How can I pass in a func with a generic type parameter?

孤人 提交于 2019-11-28 11:52:44

You cannot have instances of generic functions or actions - all type parameters are defined upfront and cannot be redefined by the caller.

An easy way would be to avoid polymorphism altogether by relying on down-casting:

public void SomeUtility(Func<Type, object, object> converter)
{
    var myType = (MyType)converter(typeof(MyType), "foo");
}

If you want type safety, you need to defer the definition of the type parameters to the caller. You can do this by composing a generic method within an interface:

public void SomeUtility(IConverter converter)
{
    var myType = converter.Convert<MyType>("foo");
}

interface IConverter
{
   T Convert<T>(object obj);
}

Edit:

If the 'converter type' is known at the call-site, and only this type will be used inside the utility method, then you can define a generic type on the method and use that, just like other posters have suggested.

public void SomeUtility<T>(Func<object, T> converter)
{
    var myType = converter("foo");
}

and then:

SomeUtility(arg => new MyType());

The generic type inference will work in this case.
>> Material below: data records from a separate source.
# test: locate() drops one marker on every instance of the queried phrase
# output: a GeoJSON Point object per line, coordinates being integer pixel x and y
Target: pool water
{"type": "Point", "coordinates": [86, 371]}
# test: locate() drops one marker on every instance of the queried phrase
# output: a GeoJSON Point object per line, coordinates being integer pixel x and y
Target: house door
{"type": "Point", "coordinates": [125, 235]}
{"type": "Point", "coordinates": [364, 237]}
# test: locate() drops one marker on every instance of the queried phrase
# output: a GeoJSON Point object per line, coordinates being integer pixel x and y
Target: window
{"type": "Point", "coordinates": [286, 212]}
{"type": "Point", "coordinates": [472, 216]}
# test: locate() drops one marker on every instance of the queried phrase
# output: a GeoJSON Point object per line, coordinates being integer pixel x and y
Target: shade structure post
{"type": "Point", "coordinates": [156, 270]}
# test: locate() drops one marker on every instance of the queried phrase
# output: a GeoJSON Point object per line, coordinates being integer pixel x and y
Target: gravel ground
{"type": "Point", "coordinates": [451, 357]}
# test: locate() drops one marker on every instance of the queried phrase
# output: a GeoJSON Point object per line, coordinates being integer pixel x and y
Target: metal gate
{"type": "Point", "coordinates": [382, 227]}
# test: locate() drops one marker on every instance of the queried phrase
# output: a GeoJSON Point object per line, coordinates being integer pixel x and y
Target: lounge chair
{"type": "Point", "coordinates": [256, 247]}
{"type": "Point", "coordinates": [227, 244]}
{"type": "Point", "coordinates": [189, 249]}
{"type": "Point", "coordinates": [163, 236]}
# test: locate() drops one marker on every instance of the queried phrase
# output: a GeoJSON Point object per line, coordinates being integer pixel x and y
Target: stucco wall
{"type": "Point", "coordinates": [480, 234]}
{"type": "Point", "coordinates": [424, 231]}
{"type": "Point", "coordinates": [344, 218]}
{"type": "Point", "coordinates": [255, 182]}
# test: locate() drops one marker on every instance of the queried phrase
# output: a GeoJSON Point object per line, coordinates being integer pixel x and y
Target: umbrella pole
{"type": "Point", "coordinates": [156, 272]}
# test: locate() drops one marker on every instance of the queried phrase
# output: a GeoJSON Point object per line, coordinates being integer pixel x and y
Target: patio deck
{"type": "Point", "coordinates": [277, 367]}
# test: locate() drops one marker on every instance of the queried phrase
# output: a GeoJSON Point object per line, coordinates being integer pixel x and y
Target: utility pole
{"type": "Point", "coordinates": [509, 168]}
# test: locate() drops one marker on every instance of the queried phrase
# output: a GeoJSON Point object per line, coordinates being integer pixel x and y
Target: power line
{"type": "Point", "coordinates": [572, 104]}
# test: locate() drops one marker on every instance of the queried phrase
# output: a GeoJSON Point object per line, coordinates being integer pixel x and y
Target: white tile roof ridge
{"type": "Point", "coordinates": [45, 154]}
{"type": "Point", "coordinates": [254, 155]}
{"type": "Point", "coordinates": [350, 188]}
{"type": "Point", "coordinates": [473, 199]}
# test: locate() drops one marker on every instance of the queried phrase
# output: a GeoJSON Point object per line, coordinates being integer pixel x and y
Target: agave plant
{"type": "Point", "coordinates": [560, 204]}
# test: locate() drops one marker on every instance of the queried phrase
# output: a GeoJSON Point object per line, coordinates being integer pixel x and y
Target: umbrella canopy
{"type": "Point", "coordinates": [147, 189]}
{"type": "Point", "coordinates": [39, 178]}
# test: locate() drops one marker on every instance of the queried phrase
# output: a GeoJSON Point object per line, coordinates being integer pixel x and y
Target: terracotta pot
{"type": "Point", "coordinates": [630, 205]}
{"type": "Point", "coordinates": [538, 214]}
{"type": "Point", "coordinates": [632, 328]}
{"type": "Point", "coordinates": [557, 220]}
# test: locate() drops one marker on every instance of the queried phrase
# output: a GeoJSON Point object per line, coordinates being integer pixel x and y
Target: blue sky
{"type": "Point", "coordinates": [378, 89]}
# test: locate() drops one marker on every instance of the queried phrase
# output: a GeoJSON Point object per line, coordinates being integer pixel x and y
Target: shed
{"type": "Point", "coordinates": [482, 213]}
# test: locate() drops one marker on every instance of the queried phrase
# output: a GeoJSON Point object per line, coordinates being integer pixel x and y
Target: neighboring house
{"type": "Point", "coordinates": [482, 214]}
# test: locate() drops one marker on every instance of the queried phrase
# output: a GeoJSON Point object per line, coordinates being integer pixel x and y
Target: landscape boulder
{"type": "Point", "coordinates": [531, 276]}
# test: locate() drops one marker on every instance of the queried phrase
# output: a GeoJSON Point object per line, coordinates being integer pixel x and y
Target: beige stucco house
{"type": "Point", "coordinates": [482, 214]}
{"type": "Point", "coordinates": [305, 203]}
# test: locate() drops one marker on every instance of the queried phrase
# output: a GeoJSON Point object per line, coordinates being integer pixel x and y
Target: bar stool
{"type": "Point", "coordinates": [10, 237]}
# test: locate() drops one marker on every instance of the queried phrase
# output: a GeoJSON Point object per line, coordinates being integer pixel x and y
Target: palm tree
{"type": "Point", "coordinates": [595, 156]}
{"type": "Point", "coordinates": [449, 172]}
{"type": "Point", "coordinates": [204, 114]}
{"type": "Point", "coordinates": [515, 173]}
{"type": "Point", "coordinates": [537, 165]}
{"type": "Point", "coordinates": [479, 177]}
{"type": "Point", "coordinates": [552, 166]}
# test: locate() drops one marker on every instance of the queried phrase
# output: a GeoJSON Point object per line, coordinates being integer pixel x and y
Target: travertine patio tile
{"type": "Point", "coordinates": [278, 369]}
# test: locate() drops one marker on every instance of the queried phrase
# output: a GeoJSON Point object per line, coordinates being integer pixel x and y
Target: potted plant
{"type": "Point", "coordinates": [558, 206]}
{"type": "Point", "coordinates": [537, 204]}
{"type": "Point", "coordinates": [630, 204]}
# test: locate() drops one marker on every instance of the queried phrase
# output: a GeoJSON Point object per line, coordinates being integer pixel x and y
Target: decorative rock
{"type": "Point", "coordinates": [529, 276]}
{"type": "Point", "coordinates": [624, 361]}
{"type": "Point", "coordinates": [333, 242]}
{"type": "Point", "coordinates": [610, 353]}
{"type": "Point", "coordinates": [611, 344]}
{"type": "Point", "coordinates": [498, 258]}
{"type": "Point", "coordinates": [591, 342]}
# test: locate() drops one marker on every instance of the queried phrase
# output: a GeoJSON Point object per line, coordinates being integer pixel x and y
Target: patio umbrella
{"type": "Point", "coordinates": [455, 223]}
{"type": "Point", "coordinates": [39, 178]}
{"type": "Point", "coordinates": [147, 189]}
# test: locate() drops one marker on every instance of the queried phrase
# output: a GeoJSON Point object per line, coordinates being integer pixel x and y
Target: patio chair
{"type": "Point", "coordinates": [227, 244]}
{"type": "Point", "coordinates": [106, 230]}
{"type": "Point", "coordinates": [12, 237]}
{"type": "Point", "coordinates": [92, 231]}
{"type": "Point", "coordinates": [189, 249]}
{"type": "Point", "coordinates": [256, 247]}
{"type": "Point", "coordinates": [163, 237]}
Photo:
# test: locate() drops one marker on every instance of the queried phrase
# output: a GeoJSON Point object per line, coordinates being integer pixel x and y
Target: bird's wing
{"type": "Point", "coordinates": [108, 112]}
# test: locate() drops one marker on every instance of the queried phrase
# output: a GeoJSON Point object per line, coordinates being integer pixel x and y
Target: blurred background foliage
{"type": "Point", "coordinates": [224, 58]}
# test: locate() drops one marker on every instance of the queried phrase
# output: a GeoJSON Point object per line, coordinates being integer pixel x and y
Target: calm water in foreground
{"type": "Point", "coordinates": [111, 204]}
You need to make SomeUtility generic as well. Doing this and fixing the syntax gives:

public void SomeUtility<T>(Func<object,T> converter)
{
    var myType = converter("foo");
}

You have to know the T type at compile-time to use it. The T can either be specified at class-level or at method-level.

class SomeClass<T> {
    public void SomeUtility(Func<object, T> converter) {
        var myType = converter("foo"); // Already is the T-type that you specified.
    }
}

or

public void SomeUtility<T>(Func<object, T> converter) {
    var myType = converter("foo"); // Already is the T-type that you specified.